In spite of improved customer awareness and the availability of information to protect consumers, fraud still exists. Each year, consumers pay billions of dollars for commercial fraud, most of which were avoidable had they considered the most commonly used fraudulent practices. Although fraud in the auto transport industry is rare, it is best not to take any chances, especially considering that cars are high-value assets. To avoid loss, theft, damage and unnecessary expense associated with scams, keep these red flags of car shipping fraud in mind:
No Business Address, License, Or Established Identity
One of the most common red flags of car shipping fraud is the lack of an established identity. A simple online search for the business name should identify the business on various listing and review sites. An established website filled with helpful content, FAQ's, Videos, and contact info, is a solid indication that you are dealing with an established business. You should also verify the business with reputable business review sites like the Better Business Bureau, and Transport Reviews.com.
Unable To Reach Customer Service Or Get Answers
Any reputable car shipping company will be immediately accessible to its clients. If you dial the company phone number and your call is rejected, ignored or if the person on the other end of the line fails to answer your questions about how the auto transport process works, you should avoid this company. A reliable company should be able to provide you with all the necessary information you need regarding any transaction you may make with them.

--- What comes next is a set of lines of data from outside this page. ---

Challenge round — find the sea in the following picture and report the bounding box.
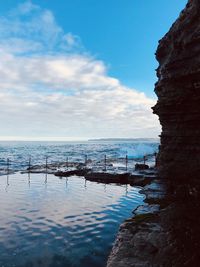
[0,140,159,267]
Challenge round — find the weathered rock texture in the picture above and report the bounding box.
[153,0,200,180]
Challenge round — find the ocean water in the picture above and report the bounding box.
[0,140,159,170]
[0,141,158,267]
[0,173,144,267]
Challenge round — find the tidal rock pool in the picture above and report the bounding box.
[0,173,144,267]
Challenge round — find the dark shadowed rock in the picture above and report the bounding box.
[153,0,200,179]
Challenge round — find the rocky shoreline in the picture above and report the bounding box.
[107,173,169,267]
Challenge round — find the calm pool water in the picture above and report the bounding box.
[0,173,144,267]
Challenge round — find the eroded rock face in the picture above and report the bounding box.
[153,0,200,179]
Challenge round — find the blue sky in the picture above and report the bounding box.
[0,0,186,139]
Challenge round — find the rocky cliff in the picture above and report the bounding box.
[153,0,200,180]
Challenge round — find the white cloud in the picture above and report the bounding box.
[0,1,160,139]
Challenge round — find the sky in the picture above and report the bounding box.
[0,0,187,140]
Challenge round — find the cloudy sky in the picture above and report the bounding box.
[0,0,186,140]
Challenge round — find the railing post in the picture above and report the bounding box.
[143,155,147,165]
[45,156,48,173]
[7,158,10,174]
[66,157,69,169]
[126,154,128,172]
[28,157,31,172]
[104,155,107,171]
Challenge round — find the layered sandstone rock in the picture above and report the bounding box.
[153,0,200,179]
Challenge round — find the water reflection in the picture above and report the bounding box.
[0,173,143,267]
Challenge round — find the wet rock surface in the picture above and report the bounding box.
[153,0,200,179]
[107,0,200,267]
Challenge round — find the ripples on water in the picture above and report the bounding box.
[0,173,143,267]
[0,141,158,170]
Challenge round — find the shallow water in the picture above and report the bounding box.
[0,140,159,170]
[0,173,144,267]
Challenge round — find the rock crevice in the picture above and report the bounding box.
[153,0,200,179]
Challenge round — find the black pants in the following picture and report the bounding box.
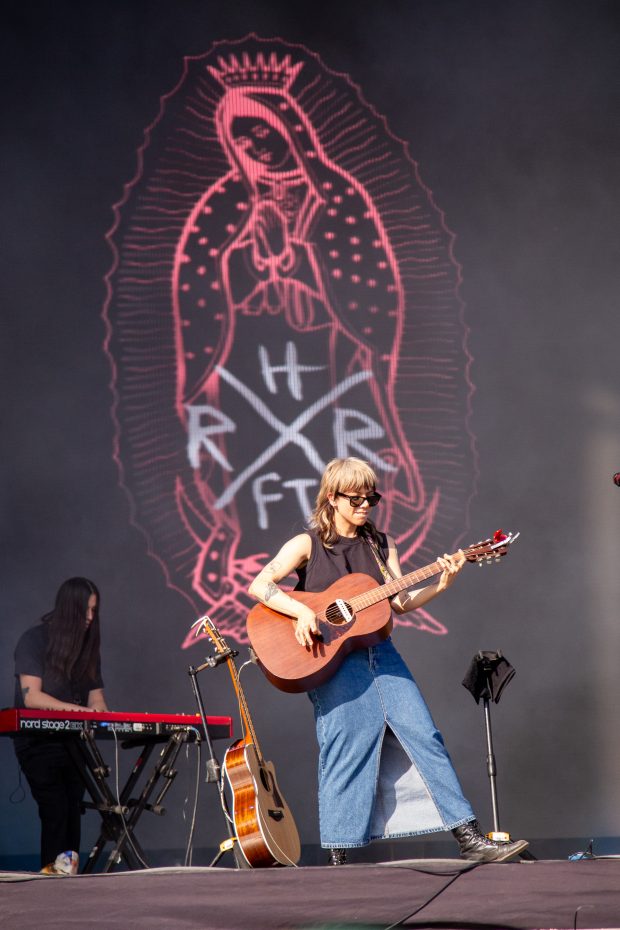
[15,737,84,867]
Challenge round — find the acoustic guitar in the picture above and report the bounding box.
[247,530,519,694]
[203,617,301,868]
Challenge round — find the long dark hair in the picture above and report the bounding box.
[41,578,101,684]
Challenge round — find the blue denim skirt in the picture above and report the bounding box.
[309,639,475,848]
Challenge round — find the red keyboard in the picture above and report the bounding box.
[0,707,233,739]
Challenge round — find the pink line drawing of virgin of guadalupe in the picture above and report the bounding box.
[173,52,438,639]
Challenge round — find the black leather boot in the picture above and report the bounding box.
[452,820,529,862]
[327,849,347,865]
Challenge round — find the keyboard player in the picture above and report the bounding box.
[14,578,108,873]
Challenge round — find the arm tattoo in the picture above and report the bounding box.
[264,581,280,604]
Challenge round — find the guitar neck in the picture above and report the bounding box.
[226,659,262,760]
[351,553,456,610]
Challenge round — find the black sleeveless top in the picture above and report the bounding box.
[295,530,388,591]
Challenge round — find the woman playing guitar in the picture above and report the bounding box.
[249,458,528,865]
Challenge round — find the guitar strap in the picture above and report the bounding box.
[364,536,394,581]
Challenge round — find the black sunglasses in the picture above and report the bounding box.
[335,491,381,507]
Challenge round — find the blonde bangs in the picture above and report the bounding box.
[319,458,377,496]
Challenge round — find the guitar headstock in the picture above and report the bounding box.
[463,530,520,565]
[192,614,230,653]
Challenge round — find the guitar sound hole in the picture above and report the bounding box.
[325,601,353,626]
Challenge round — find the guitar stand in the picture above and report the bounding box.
[462,650,536,859]
[187,649,249,869]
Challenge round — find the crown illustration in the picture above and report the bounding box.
[208,52,304,90]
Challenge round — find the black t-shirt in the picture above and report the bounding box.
[15,623,103,707]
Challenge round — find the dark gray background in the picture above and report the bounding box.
[0,0,620,861]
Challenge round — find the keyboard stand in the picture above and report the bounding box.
[67,727,201,873]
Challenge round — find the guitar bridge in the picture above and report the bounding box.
[325,597,353,624]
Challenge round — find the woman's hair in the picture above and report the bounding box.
[310,458,377,548]
[41,578,100,685]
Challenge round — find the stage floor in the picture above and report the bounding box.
[0,858,620,930]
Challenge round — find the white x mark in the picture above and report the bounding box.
[215,367,372,510]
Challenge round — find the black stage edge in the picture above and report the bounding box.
[0,858,620,930]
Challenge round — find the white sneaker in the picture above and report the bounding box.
[41,849,80,875]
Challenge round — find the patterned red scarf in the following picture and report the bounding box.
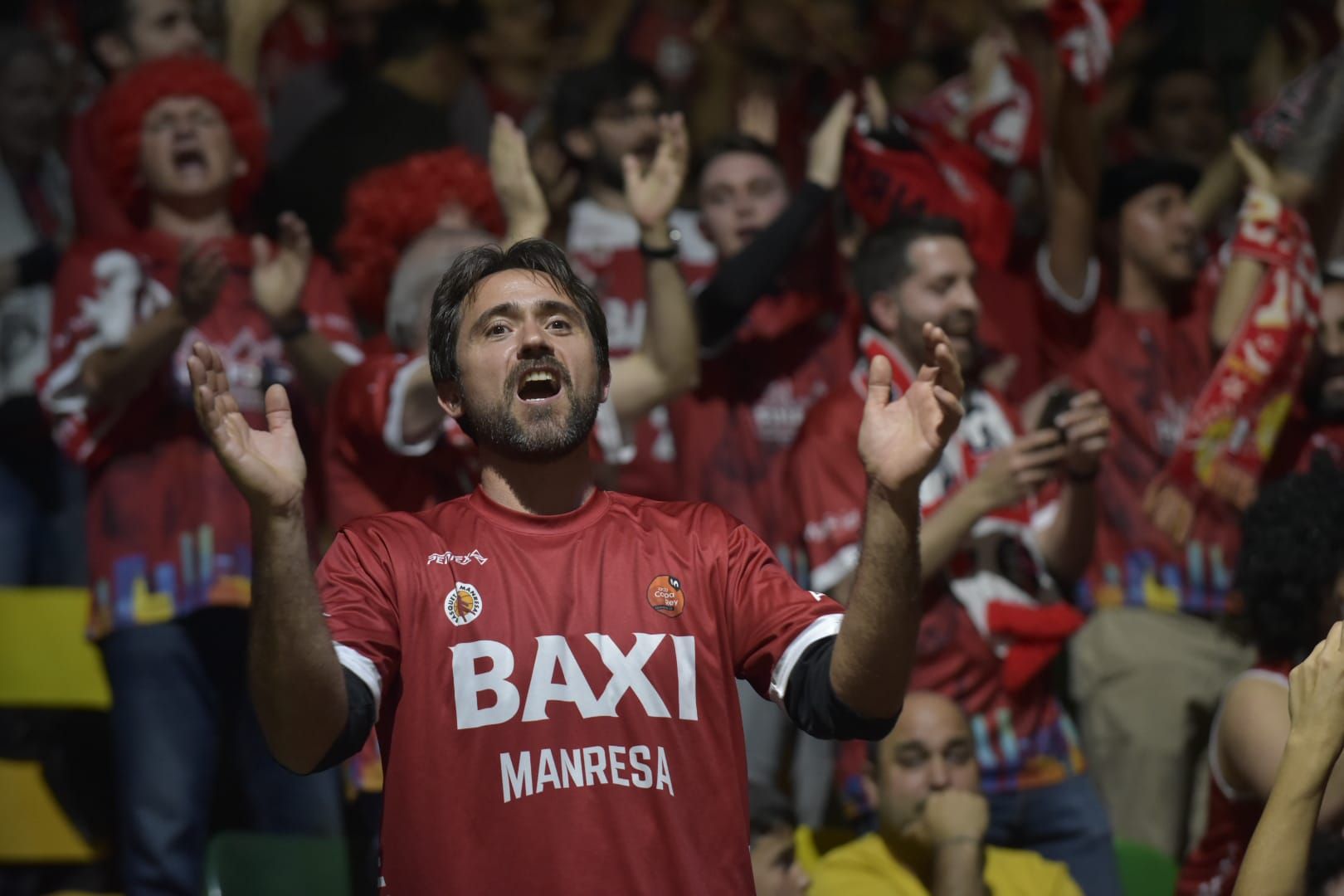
[854,326,1083,694]
[1147,189,1321,544]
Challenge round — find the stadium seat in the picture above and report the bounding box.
[1116,840,1180,896]
[206,831,351,896]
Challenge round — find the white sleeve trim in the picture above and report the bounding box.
[332,640,383,718]
[770,612,844,707]
[1036,245,1101,314]
[383,358,442,457]
[809,543,859,591]
[329,340,364,367]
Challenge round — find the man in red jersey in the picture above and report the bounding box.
[188,241,962,896]
[787,219,1118,894]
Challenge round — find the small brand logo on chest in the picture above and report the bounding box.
[444,582,481,626]
[648,575,685,619]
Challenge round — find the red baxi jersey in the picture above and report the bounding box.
[317,490,841,896]
[1074,289,1238,616]
[1176,662,1293,896]
[39,231,360,636]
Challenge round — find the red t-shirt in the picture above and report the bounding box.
[566,199,713,499]
[1074,289,1238,616]
[789,341,1083,792]
[323,353,479,528]
[317,490,841,896]
[39,231,359,636]
[670,290,858,559]
[1176,664,1293,896]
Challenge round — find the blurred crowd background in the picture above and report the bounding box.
[7,0,1344,894]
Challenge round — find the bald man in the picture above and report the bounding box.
[811,690,1080,896]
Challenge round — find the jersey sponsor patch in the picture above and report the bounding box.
[444,582,481,626]
[648,575,685,619]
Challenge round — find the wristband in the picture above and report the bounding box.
[640,239,680,261]
[270,312,309,343]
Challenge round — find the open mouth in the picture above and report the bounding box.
[172,146,206,172]
[518,369,561,403]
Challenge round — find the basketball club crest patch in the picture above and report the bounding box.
[444,582,481,626]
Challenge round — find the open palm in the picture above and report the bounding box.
[187,343,308,510]
[859,324,965,492]
[621,113,689,227]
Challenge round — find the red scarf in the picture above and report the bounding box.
[854,326,1084,694]
[1045,0,1144,102]
[1149,189,1321,543]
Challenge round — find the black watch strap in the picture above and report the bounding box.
[271,312,310,343]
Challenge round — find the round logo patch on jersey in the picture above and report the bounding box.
[648,575,685,619]
[444,582,481,626]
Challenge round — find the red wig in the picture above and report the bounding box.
[98,56,266,221]
[336,148,504,324]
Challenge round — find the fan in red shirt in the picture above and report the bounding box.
[1176,454,1344,896]
[324,115,698,525]
[41,59,359,894]
[553,58,713,499]
[670,94,858,562]
[787,219,1118,894]
[188,229,961,896]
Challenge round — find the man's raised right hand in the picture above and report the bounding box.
[187,343,308,514]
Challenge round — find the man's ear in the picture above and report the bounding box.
[561,128,597,161]
[93,32,136,75]
[438,380,462,421]
[869,290,900,334]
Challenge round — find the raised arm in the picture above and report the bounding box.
[696,93,855,349]
[610,113,700,421]
[80,246,228,410]
[1045,69,1101,313]
[187,343,348,772]
[251,212,349,403]
[830,324,965,718]
[489,114,551,249]
[1233,622,1344,896]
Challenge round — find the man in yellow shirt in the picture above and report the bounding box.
[809,690,1082,896]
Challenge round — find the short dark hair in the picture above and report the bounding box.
[850,217,967,306]
[429,239,610,384]
[551,56,667,145]
[1236,453,1344,662]
[1127,55,1223,129]
[691,133,783,188]
[373,0,484,65]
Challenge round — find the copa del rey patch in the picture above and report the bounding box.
[444,582,481,626]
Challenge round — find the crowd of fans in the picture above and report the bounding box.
[7,0,1344,896]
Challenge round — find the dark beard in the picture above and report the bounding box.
[458,365,602,464]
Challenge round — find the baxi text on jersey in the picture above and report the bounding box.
[500,744,676,802]
[450,631,700,729]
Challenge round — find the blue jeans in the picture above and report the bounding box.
[101,608,341,896]
[985,775,1121,896]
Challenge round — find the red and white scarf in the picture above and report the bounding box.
[852,328,1083,692]
[1149,189,1321,543]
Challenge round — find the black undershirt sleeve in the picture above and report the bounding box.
[313,669,377,772]
[783,636,897,740]
[695,182,830,351]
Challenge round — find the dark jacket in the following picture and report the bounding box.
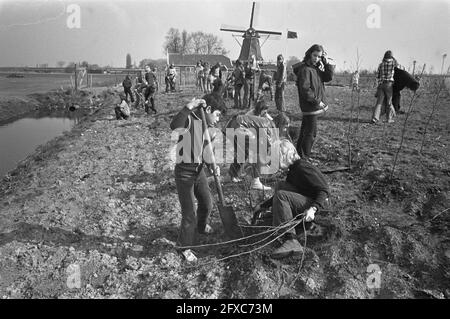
[170,107,205,165]
[260,159,330,211]
[232,67,245,86]
[392,68,419,92]
[145,72,158,87]
[122,75,133,89]
[286,159,330,209]
[295,62,334,112]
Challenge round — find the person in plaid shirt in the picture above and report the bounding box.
[372,50,399,124]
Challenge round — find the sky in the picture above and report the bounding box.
[0,0,450,73]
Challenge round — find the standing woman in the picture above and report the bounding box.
[372,50,399,124]
[195,61,203,92]
[275,54,287,112]
[203,61,212,93]
[232,60,245,109]
[294,44,334,159]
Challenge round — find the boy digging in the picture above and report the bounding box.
[170,98,224,262]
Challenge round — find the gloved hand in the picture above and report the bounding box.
[211,166,220,177]
[304,207,317,222]
[186,97,206,111]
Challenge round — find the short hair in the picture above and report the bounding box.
[202,93,227,114]
[278,139,300,167]
[255,99,269,116]
[303,44,324,62]
[383,50,394,60]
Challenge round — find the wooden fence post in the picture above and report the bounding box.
[74,63,78,91]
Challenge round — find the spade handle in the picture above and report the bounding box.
[200,107,225,206]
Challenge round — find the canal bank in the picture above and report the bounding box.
[0,88,114,178]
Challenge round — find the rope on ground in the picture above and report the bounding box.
[239,213,304,247]
[175,216,298,249]
[431,208,450,220]
[186,221,301,268]
[289,218,308,288]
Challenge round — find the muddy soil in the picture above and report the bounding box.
[0,84,450,298]
[0,87,108,125]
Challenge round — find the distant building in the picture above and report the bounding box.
[167,53,233,71]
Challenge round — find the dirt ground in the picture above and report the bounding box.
[0,83,450,298]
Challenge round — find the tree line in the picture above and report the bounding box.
[163,28,228,55]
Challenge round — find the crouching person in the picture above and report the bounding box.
[114,93,130,120]
[170,98,223,262]
[272,140,330,258]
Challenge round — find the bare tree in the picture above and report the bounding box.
[191,31,205,54]
[180,30,192,54]
[164,28,228,55]
[390,64,426,179]
[125,53,133,69]
[347,49,362,168]
[205,33,227,54]
[163,28,182,53]
[419,54,449,153]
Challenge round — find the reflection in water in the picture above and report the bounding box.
[0,113,78,177]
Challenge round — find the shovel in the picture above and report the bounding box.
[200,107,243,239]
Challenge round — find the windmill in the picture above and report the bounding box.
[220,2,281,62]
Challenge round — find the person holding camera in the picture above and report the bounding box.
[170,98,225,262]
[294,44,335,160]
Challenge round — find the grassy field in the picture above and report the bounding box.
[0,76,450,298]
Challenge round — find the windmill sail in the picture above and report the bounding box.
[239,37,263,61]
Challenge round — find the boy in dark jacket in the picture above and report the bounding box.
[145,66,159,114]
[232,60,245,109]
[170,98,224,261]
[122,75,134,103]
[383,68,420,113]
[294,44,334,159]
[244,55,259,108]
[274,54,287,112]
[258,70,273,101]
[257,140,330,258]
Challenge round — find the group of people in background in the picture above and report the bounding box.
[116,44,418,261]
[195,60,228,93]
[230,54,287,112]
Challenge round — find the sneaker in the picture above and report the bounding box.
[251,179,272,191]
[181,249,197,263]
[198,224,214,235]
[270,239,303,259]
[231,177,242,183]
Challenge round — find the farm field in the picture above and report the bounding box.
[0,79,450,298]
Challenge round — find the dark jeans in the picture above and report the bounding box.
[165,76,175,93]
[234,84,242,109]
[114,106,129,120]
[243,79,255,108]
[372,81,395,122]
[297,115,317,158]
[275,83,286,112]
[272,181,312,235]
[175,163,213,246]
[228,137,260,178]
[145,86,156,113]
[123,88,134,103]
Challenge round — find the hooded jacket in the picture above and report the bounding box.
[294,62,334,112]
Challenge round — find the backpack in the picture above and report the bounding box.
[122,78,133,89]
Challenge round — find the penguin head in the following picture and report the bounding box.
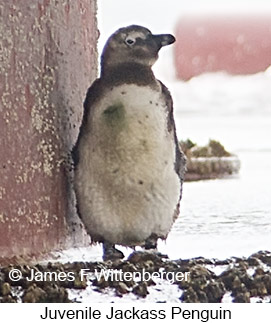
[101,25,175,70]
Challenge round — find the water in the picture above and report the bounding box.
[53,71,271,261]
[159,71,271,258]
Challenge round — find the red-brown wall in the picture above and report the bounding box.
[175,15,271,80]
[0,0,98,263]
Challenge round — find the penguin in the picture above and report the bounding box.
[72,25,185,260]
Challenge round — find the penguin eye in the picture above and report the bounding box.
[125,37,135,46]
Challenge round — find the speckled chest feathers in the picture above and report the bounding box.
[75,25,186,246]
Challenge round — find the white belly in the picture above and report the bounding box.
[75,85,180,245]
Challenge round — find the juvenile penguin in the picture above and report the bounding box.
[73,25,185,260]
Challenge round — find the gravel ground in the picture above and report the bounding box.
[0,251,271,303]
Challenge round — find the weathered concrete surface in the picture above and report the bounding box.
[0,0,98,264]
[175,14,271,80]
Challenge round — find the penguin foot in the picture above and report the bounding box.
[103,241,124,261]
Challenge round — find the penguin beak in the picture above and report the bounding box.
[153,34,176,49]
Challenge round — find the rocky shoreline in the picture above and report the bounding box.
[0,251,271,303]
[180,139,241,181]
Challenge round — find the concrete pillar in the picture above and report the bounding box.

Payment Upfront Prior to Providing the Service.
Beware of car moving companies that require a significant amount as a deposit for their service. You may also want to avoid companies that require payments to be made through Western Union and other money transfer services that make the recipient hard to trace.
The Car Shipping Company Fails to Provide A Detailed Agreement.
Another way to spot a red flag of car shipping fraud is the company's refusal or failure to provide a quote or a detailed agreement. The quote should include the type of vehicle being shipped, the origin and destination of the shipment, the type of carrier (open or closed) that will be used, and other related details.
No Inspection or "bill of lading"
Another red flag is if the driver does not require or initiate an inspection of your vehicle. When the carrier arrives for pickup, they should initiate a vehicle inspection and fill out a report called a "bill of lading". They take note of any existing damage to the vehicle before shipment. You will inspect your vehicle upon delivery, and if all is well, you sign that bill of lading to release the truck from any liability.